The following patient support and informational topics are also available:

  1. Medical Records/ Authorization to Treat
  2. Participating Insurance Companies
  3. Registration Forms
  4. Post Operative Instructions
  5. Frequently Asked Questions

 

Medical Records/Authorization to Treat

Requesting Medical Records

We are happy to release your medical records to ensure continued medical care. Please print off and fill out our form below then send or fax it to us. It should include, along with the current date, the patients full name, date of birth, current contact phone number, and where you want the records sent. If the patient is a minor we require a parent's or guardian's signature.
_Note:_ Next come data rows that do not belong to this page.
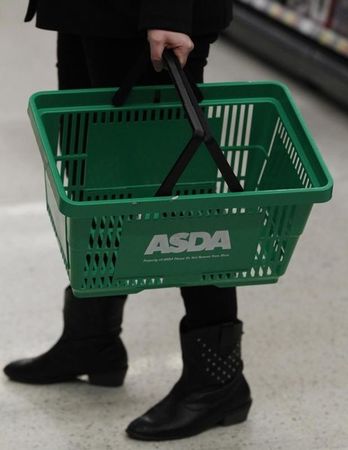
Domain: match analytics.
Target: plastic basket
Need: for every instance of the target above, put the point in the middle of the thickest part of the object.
(103, 165)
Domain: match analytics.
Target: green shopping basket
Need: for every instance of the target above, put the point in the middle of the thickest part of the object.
(104, 165)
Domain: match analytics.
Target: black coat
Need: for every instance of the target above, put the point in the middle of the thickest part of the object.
(130, 18)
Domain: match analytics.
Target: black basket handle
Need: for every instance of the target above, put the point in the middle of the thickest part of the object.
(201, 132)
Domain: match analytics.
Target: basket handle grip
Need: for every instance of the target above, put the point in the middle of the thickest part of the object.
(201, 132)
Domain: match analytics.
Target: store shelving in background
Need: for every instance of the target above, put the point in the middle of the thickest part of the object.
(307, 38)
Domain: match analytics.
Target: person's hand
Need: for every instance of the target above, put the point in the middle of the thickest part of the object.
(181, 44)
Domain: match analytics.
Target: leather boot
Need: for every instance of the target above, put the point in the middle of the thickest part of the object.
(211, 390)
(90, 345)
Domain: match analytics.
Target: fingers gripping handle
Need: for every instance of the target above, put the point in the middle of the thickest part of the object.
(196, 117)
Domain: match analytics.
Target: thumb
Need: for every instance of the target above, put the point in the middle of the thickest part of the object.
(157, 48)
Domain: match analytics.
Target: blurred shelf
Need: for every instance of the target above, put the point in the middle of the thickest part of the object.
(296, 44)
(301, 24)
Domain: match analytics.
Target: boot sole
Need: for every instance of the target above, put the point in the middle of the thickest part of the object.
(113, 378)
(232, 418)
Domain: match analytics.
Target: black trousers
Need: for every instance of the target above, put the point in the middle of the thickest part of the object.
(85, 62)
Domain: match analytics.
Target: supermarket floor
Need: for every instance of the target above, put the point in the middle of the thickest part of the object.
(296, 334)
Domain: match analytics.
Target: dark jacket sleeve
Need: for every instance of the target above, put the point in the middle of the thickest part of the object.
(173, 15)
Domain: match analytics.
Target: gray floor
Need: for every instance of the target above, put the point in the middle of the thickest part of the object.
(295, 342)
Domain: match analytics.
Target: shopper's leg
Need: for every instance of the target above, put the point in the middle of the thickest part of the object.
(209, 305)
(90, 343)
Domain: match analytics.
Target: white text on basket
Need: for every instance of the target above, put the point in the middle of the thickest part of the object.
(196, 241)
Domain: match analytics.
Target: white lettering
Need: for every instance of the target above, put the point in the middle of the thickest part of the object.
(196, 241)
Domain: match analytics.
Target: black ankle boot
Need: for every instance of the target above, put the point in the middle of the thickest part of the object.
(211, 391)
(90, 345)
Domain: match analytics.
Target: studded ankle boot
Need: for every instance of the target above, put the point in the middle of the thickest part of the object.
(90, 345)
(211, 390)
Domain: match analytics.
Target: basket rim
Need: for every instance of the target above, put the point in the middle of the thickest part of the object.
(319, 194)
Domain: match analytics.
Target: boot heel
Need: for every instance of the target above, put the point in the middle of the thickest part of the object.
(238, 416)
(113, 378)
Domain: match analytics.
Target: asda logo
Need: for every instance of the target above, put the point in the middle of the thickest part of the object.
(196, 241)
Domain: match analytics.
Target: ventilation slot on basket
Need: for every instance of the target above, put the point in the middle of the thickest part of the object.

> Medical Records Release Form Adobe PDF Document


Please mail your request to:

Lawrence Otolaryngology Associates
Attn: Medical Records
1112 West 6th Street, Suite 216
Lawrence, Kansas 66044

Or you may fax them to:

(785) 841-1173
Attn: Medical Records

Please note that we require two working days to process your request.

Medical Records, Frequently Asked Questions

Q: Will you email my records to my physician office or myself?
A: No, for security reasons, we do not email records. However, we can mail them to your home or another physician's office.

Q: Can you fax my records?
A: Under the HIPAA security regulations, we are able to fax records to other physicians or to a secure fax number that you provide to us. Our office policy requires a signed authorization by the patient to do so.

Q: Who can I talk to regarding my medical records?
A: You may call (785) 841-1107 and leave a message regarding your request.

> See Our Privacy Policy

 

Authorization to Treat

 

If someone other than the parent or legal gaurdian (e.g. grandparent, aunt, uncle, friend) is bringing a minor in to be treated, you will have to bring in a authorization to treat form. Please print and fill out the form below and bring it to the appointment. If we do not have this form on file we wil not be able to treat the patient until we get it.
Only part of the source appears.